I declined the trades because of large skew toward the put side that raised the risk/reward ratio to 4:1, an unacceptable level for an iron fly.
The profit zone for this position would have been between $168 on the upside and $153 on the downside.
IBM publishes earnings on Jan. 18 after the closing bell.
Implied volatility stands at 27%, which is 2.7 times the VIX, a measure of the volatility of the S&P 500 index.
IBM’s IV stands at the peak of its annual range and its most recent broad movement.
The price used for analysis was $164.41.
The premium is 20% of the width of the position’s wings.
The risk/reward ratio is 4:1.
The zone of profit in the proposed trade covers a $3 move to the upside and a $12 move to the downside. The biggest immediate move after each of the past four earnings announcements was $12.99, and the average was $6.81. After eliminating the maximum and minimum post-earnings movements, the central tendency is $5.26.
Over the past four earnings announcements the price has twice closed the first post-earns session higher than the pre-earns close.

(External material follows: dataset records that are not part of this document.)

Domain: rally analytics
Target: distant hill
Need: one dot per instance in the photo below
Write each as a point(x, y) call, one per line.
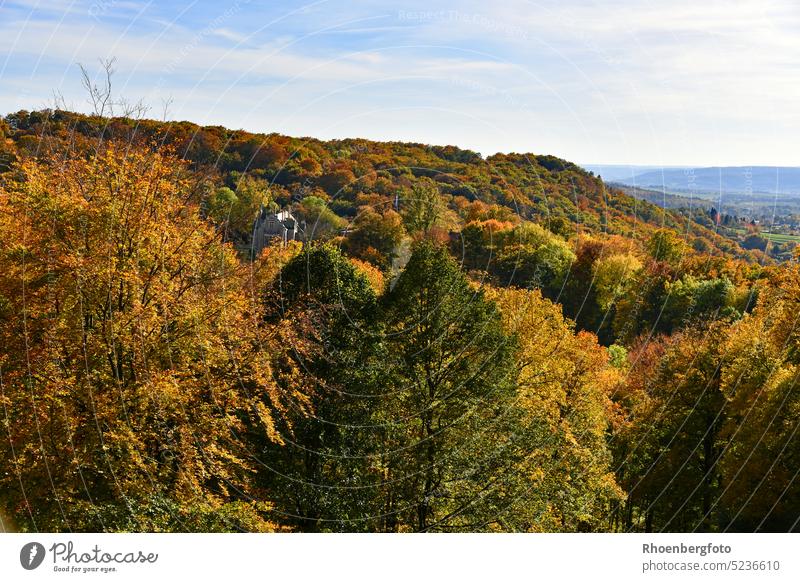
point(733, 179)
point(351, 176)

The break-even probabilities applied to the past four post-earnings moves show a 32.5% probability of the price rising while contained within the boundaries of the profit zone and a 42.0% probability of it falling while remaining profitable
Options analysis puts the expected move covering 85% of occurrences at $07.32, within the profit zone the downside but not to the upside.
The bid/ask spread was 9.9%.
Decision for my account: No trade.
By Tim Bovee, Portland, Oregon, Jan. 12, 2018
Tim Bovee, Private Trader tracks the analysis and trades of a private trader for his own accounts. Nothing in this blog constitutes a recommendation to buy or sell stocks, options or any other financial instrument. The only purpose of this blog is to provide education and entertainment.
No trader is ever 100 percent successful in his or her trades. Trading in the stock and option markets is risky and uncertain. Each trader must make trading decisions for his or her own account, and take responsibility for the consequences.